Mr Ward cited a long list of Bermuda strengths including: ease of company start-ups; a forward-thinking, principles-based, business-friendly regulatory environment; excellent legal framework; terrific geographic advantages; attractive tax system; existing market for insurance, reinsurance, banking, and investing; and, reasonable infrastructure — housing, transportation, power, technology.

With regard to weaknesses, he discussed today’s historically higher unemployment; social issues very similar to other western countries driven by the economy; unsustainable debt; weak economic growth; education; and revenue concentration (tourism and international business).

He said: “Bermuda’s current economy is a challenge and fallen on hard times. A lot of what the Government is doing is very helpful. Things are moving in the right direction, but things are still not close to what it was in 2006. And that is troubling. Economic decline in any country leads to all sorts of bad social issues. So it is good to see the Island starting to turn things around.

“But you do have this spectre of public debt. I think there is a lot of good news on future (infrastructure) development. It is unfortunate that the country rating has been recently downgraded.”

With regard to opportunities, he discussed the continued complacency of large western economies; recommendations from the SAGE Report to pursue other lines of business; continued innovation in insurance/reinsurance; and, developing alternative, creative industries.

The ability of the Bermuda regulatory environment to accept new companies (after events such as the World Trade Center attacks and the Katrina/Rita/Wilma hurricanes), particularly when the market most needed them, he remarked, was of tremendous benefit. “And Bermuda was more a partner than anything else,” he said.

Mr Ward noted how the Bermuda Monetary Authority (BMA) faced European Union demands for new challenging solvency rules, “but came up with a solution to the bureaucratic regulations.

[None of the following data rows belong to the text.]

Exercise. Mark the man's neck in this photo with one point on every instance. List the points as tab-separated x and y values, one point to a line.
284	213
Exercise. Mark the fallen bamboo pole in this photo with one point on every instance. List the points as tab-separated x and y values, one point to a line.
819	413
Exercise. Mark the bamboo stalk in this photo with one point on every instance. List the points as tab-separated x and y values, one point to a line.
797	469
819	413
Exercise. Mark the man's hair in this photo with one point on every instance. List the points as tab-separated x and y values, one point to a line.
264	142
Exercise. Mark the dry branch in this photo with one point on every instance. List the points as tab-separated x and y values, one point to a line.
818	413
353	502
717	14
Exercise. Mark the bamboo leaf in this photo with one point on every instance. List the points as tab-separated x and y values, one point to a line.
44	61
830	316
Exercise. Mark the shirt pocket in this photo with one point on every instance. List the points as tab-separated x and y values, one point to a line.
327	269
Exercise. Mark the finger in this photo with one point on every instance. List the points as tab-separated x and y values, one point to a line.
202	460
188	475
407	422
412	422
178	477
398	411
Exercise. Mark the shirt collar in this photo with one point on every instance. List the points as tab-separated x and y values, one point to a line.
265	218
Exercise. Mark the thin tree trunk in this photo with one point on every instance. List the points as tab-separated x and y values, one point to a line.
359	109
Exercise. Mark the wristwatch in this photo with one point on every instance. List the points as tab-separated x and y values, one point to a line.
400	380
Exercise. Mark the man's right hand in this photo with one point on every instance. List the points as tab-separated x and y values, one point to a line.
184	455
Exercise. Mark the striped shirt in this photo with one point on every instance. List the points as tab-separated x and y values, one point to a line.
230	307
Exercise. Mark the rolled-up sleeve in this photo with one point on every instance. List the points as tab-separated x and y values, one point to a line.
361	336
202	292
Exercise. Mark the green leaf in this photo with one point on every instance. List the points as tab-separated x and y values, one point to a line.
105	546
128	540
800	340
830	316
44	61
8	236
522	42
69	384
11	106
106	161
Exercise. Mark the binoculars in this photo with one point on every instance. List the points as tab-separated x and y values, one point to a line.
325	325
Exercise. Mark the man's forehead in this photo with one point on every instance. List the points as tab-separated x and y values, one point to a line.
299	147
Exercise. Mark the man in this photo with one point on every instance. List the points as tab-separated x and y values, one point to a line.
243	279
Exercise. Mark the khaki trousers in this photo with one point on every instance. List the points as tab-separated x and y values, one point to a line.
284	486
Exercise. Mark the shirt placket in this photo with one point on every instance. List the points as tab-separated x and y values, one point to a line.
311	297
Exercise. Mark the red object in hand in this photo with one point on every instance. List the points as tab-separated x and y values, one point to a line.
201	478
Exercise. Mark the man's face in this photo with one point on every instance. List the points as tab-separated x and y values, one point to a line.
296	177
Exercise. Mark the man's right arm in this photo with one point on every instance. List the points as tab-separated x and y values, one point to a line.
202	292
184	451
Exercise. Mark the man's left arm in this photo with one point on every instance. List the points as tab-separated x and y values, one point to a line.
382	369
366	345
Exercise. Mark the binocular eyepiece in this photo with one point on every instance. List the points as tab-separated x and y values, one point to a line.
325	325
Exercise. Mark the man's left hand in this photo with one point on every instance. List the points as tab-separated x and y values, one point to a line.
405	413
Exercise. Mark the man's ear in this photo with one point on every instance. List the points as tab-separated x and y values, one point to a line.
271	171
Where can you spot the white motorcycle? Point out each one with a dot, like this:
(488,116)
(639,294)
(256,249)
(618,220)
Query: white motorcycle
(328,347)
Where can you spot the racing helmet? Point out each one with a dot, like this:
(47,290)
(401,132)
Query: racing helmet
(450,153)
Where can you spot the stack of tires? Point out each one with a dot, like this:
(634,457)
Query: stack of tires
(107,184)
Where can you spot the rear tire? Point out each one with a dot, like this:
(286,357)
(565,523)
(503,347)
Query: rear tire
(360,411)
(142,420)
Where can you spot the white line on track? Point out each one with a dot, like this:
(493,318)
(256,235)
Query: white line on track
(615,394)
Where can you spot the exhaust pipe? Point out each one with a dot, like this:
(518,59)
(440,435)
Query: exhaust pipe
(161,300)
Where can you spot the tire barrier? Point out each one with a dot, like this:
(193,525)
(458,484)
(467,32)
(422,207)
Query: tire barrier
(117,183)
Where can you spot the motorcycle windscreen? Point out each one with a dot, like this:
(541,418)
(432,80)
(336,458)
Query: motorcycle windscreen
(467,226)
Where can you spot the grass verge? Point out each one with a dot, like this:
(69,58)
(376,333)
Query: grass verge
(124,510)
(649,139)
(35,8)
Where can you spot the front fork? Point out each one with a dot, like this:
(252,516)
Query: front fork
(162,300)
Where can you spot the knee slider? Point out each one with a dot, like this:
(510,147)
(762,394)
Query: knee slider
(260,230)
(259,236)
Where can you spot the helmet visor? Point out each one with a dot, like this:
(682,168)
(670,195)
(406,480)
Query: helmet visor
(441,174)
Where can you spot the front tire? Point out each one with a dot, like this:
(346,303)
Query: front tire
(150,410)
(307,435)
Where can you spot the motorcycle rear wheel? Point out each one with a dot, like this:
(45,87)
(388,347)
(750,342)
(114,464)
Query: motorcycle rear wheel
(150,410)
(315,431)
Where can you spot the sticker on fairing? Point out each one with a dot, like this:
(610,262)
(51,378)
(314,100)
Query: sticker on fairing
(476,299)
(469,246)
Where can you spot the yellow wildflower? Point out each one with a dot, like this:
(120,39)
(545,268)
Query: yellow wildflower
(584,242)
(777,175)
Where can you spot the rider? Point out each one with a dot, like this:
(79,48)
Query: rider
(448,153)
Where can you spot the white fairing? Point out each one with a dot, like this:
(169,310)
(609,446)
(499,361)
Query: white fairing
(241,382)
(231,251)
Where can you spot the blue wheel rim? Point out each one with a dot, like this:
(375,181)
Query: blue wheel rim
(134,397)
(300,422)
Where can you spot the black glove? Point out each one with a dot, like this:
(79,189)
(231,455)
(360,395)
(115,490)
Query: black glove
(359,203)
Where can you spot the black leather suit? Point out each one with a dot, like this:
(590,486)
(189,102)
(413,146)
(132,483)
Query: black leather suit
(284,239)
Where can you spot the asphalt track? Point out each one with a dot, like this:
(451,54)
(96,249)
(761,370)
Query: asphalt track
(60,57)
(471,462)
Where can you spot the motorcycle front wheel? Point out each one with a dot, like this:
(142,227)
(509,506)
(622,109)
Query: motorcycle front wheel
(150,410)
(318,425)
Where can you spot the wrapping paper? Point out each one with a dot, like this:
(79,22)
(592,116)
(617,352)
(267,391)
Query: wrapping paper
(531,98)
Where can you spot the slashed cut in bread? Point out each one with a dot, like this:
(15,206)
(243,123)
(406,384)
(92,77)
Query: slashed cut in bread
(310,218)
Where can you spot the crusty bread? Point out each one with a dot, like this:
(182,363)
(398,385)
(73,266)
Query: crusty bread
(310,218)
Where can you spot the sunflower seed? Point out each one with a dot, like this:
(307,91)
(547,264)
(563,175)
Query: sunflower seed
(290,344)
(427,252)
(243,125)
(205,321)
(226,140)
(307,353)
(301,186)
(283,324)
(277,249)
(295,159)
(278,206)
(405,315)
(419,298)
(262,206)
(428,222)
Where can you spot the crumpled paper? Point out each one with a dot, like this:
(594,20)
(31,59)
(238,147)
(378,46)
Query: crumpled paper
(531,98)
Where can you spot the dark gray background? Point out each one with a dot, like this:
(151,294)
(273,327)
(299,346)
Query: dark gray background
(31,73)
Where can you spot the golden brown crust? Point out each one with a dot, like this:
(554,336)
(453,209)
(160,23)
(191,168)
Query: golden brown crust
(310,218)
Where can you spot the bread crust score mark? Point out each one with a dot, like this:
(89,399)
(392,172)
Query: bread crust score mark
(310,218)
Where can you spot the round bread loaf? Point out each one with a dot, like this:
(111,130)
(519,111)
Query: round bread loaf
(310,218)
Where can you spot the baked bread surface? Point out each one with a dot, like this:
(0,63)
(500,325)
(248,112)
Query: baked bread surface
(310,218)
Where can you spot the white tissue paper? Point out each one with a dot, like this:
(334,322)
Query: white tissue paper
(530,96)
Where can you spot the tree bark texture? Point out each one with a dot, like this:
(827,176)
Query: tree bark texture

“The BMA came up with a solution that would gain acceptance in the pedantic structure from Europe — a solution that would be effective but still be business friendly enough.

“I think they really have come up with something that makes a lot of sense. The BMA has done a super job. Bermuda has a lot going for it with respect to regulation. And there’s balance in the tax, legal and regulatory environment.”